Dabei konnte es keiner der Normalläufer vermeiden, den langen Samstag durch die
Hitze der Berge zu rennen, der heiße Sonntag jedoch blieb all denjenigen
erspart, die statt in den erlaubten 46 Stunden in 40 Stunden oder schneller im
Ziel waren.
Xavier Thevenard, der Sieger des UTMB, war dabei nach 21:09:15 Stunden kurz nach
15 Uhr am Samstag mit einem triumphalen Vorsprung vor den Verfolgern im Ziel,
Christoph Geiger gewann seine Altersklasse V4 in 46 Stunden und 24 Minuten und
musste dabei die gesamte Sonntagshitze aushalten. Dass Christoph trotz der 24
Minuten oberhalb der 46 Stunden Schwelle gewertet wurde, lag dabei daran, dass
er zuvor alle Cut-Off Zeiten einhalten konnte, in Les Houches, in St. Gervais,
in Les Contamines, am Col du Bonhomme, am Col de la Seigne, am Refuge Bertone,
am Grand Col Ferret, in Courmayeur, in Trient, in Vallorcine, um nur einige der
vielen Stationen in Frankreich, Italien und in der Schweiz zu nennen.
Wenn man den Ultra-Trail du Mont-Blanc beschreibt, dann geht es gar nicht
anders, als die vielen Spitzenleistungen zu erwähnen, für die diese Bewerbe
stehen. Die Verpflegung ist phänomenal, lecker, französisch und vielseitig, die
Organisation mit über 2.000 Helfern perfekt. Da wird an alles gedacht, nichts
bleibt dem Zufall überlassen. Die Online-Verfolgung, die Live-Berichterstattung,
die Betreuung der Laufbegleiter und der Presseleute, in all diesen Punkten setzt
der UTMB Maßstäbe.
Die Läufer, die aussteigen müssen, werden in hervorragender Weise betreut und
die, die bei den vielen Kontroll- und Verpflegungsstellen ihren Weg fortsetzen,
werden jedes Mal mit Euphorie und einer riesigen Portion Motivation auf die
weitere Reise geschickt.
Und wer gedacht hat, dass der Wechsel des Hauptsponsors die Bewerbe verändern
würde, der sah sich positiv getäuscht. Jeder einzelne Finisher des CCC, des TDS,
des UTMB und des PTL war auch in 2015 stolz, die entsprechende Finisherweste
tragen zu dürfen. Mancher von denen hat diese Weste dann tagelang nicht mehr
ausgezogen.
Für mich ist allein der Hin- und Rücktransport der vielen Tausend Dropbags zu
den einzelnen Dropbag-Stationen der einzelnen Bewerbe eine logistische
Meisterleistung und die hervorragend besetzte UTMB-Messe, der „Salon Ultratrail“,
macht Spaß, Stunden über Stunden dort zu verbringen, egal, ob man sich über die
neuesten Trail-Accessoires oder über andere Ultraläufe informieren will. Alle
Läufe und alle Unternehmen, die etwas auf dieser Welt zählen, sind dort
vertreten. Kostspielige Verführungen, denen man nur allzu gerne nachgibt und die
vielen Alternativen der UTWT (Ultra Trail World Tour) und der ITRA
(International Trail Running Association) füllen den Laufkalender des
Folgejahres fast vollständig.
Das Mont-Blanc Massiv, dass beim UTMB umrundet wird
Beide, Xavier und Christoph, haben beim UTMB 2015 Geschichte geschrieben, Xavier
hat seine Vormachtstellung im Trailrunning eindrucksvoll bewiesen und Christoph
hat seinem Namen „The Legend“ ein weiteres wichtiges Detail hinzugefügt.

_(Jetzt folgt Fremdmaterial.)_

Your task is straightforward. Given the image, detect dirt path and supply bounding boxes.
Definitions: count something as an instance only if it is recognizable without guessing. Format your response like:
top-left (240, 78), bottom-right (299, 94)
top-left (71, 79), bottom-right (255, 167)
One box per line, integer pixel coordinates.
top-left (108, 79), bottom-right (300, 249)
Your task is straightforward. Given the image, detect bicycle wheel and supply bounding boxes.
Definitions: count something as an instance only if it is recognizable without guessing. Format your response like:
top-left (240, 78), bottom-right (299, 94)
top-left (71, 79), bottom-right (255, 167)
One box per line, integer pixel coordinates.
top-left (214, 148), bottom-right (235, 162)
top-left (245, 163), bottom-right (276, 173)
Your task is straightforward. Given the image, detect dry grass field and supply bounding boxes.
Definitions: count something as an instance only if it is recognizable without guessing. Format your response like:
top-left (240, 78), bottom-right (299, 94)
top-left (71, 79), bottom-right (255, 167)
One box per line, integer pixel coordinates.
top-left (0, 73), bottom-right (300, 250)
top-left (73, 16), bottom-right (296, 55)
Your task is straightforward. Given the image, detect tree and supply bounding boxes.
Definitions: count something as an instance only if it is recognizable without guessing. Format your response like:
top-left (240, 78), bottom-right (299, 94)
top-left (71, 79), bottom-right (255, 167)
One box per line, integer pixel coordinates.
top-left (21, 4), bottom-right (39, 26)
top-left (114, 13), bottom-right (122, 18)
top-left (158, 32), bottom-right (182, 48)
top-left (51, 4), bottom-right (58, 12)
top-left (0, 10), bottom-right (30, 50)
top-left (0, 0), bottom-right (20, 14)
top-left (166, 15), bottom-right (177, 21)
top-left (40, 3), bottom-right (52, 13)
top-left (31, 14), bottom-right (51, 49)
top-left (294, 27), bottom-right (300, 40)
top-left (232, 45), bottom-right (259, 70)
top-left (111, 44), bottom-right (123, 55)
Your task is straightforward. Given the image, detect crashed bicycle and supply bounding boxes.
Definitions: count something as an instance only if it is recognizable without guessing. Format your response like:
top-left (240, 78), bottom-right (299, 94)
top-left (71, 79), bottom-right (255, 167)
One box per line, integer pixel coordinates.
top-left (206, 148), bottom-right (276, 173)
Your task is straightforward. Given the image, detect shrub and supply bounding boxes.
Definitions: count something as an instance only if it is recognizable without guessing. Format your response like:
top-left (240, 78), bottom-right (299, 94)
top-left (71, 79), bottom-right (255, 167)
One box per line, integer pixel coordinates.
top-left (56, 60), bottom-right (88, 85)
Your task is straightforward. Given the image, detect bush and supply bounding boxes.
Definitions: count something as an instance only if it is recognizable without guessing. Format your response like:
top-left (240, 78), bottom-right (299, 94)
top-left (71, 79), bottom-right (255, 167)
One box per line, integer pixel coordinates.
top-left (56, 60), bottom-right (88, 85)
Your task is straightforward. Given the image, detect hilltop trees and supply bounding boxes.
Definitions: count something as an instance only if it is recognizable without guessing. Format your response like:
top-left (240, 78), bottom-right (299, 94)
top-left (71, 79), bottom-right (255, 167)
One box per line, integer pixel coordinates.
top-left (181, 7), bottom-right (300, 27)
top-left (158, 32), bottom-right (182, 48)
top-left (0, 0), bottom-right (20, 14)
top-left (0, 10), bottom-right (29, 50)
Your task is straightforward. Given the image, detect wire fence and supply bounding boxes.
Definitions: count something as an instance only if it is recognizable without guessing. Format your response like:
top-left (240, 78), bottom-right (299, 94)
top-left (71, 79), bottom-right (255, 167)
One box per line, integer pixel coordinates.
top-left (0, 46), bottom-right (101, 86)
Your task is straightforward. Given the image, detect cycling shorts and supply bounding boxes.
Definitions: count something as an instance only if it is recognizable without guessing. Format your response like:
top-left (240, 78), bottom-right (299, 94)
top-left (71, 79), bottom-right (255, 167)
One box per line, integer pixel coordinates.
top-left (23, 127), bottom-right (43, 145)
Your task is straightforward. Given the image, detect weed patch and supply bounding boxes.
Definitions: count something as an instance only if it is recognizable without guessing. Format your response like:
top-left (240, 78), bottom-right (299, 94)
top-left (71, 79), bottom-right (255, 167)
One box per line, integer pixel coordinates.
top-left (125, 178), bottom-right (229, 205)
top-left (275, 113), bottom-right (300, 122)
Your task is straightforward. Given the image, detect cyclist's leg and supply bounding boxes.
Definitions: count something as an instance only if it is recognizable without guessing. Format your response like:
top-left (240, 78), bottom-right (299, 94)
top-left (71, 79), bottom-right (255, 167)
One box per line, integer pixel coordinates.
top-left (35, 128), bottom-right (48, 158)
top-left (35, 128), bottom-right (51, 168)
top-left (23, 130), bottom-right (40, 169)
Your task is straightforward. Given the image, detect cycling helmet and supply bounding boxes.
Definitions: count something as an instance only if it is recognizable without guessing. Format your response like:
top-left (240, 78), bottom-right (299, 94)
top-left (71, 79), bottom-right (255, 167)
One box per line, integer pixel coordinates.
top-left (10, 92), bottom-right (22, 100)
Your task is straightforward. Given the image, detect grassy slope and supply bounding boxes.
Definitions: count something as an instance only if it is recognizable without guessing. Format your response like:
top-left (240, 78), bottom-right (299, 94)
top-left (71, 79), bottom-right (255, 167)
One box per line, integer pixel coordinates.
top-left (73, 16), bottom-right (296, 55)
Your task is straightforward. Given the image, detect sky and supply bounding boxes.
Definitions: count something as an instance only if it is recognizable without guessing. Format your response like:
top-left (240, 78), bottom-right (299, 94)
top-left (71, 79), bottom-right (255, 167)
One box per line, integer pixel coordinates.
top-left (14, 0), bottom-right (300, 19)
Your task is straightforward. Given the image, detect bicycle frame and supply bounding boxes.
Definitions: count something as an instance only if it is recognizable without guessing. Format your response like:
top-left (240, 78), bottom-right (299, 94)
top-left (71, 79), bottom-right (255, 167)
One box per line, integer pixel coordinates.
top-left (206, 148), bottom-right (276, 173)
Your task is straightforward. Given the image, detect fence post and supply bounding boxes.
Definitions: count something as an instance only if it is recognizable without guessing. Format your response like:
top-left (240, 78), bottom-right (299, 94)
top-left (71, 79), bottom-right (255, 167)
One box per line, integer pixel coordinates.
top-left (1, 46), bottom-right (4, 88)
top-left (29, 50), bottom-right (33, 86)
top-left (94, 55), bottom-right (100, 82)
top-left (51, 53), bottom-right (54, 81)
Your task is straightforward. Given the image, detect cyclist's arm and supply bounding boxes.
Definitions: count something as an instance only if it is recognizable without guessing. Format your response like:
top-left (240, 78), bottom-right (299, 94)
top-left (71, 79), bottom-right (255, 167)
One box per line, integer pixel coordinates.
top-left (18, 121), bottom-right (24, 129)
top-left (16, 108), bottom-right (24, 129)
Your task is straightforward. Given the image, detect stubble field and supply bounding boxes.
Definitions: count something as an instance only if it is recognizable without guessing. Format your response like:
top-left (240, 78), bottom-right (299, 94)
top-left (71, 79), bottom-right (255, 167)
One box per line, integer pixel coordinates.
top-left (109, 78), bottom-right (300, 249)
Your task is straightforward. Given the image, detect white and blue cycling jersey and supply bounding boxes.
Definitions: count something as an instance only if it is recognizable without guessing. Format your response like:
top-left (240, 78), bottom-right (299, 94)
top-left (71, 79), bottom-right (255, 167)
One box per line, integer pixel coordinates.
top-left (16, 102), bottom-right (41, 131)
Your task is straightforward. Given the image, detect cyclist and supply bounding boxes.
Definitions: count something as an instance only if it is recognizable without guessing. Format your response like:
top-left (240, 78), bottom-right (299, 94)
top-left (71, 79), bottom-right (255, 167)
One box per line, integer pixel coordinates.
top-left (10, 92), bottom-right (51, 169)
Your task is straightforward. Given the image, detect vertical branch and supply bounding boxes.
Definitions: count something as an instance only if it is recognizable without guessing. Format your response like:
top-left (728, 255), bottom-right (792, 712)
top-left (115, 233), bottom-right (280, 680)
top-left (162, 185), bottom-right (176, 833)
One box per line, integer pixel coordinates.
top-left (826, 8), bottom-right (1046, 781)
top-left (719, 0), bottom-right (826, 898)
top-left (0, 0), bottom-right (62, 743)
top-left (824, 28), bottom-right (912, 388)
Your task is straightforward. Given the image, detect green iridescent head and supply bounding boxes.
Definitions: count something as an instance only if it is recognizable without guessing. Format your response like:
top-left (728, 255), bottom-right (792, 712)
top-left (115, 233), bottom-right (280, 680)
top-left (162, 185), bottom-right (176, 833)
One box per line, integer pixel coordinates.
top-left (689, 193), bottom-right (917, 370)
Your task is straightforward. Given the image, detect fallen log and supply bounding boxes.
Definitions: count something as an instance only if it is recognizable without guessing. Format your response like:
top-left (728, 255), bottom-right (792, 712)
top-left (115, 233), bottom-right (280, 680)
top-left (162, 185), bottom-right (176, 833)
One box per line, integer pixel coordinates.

In dem Alter, in dem sich die meisten Menschen nur noch über die Höhe der
Pflegestufe Gedanken machen, spurtet dieser Mann, mein Vorbild, über die bis zu
2.500 Meter hohen Berge und sorgt für Fotos, die um die Welt gehen.
Es ist ein weiterer, ein letzter Grund, um festzustellen, dass das Trailrunning
eine wirklich allen zugängliche Disziplin geworden ist. Trailrunning
symbolisiert Freiheit, Gemeinsamkeit, sportliches Verhalten, also wesentliche
menschliche Werte. Und Trailrunning ist für junge Läufer wie auch für ältere und
alte Läufer gemacht, ein gemeinsames Erlebnis, das die Teilnehmer aller
Altersklassen verbindet.
Und wo auf dieser Welt kann dieses Erlebnis besser, landschaftlich schöner,
imposanter und spektakulärer genossen werden als am und um den „weißen Berg“
herum?
Chamonix, Mont Blanc, Madame Poletti – merci beaucoup à tous!